In the end, Evil Genius successfully launches his hundred or so heavy lifters from the Amazon and sets up several self-sufficient O’Neill habs out in the asteroid belt. Bond goes along, hired as the new societies Director Of National Security. The numerous nukes and fissionables stolen by Evil Genius are used to create a range of reactors used to power spacecraft, stations and asteroid-munching factories. Enough power is available at the beginning that the factories are able to process out fissionables from the asteroids and mass-produce PV arrays, so the habs are able to not only self-support but reproduce. Since the thousands of people taken along have all been selected based on merit and STEM abilities, with no patience for “other ways of knowing” or kowtowing to “feelings” or “diversity mandates,” they are able to rapidly increase their technological base. They have functional fusion reactors and fusion engines within five years.
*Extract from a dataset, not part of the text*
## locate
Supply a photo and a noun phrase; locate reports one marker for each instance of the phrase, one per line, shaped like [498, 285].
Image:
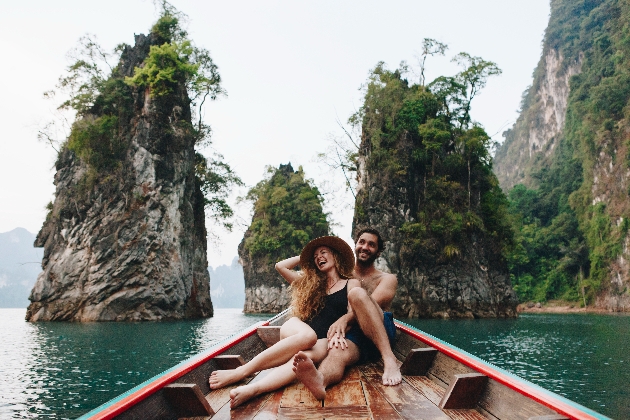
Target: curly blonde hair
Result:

MI6 fires the now absent James Bond, hires a new nonbinary genderfluid dangerhaired Jamie Bond. On zer first mission, World War Five breaks out and the nukes fly; planetary population drops to a few hundred million in the resulting blasts, fallout and nuclear winter. Over the next few years, Original Bond leads a few missions to return to Earth scrape up technology, a few survivors, animals and plants. One exciting adventure where Bond leads a mission to raid the Svalbard Global Seed Vault.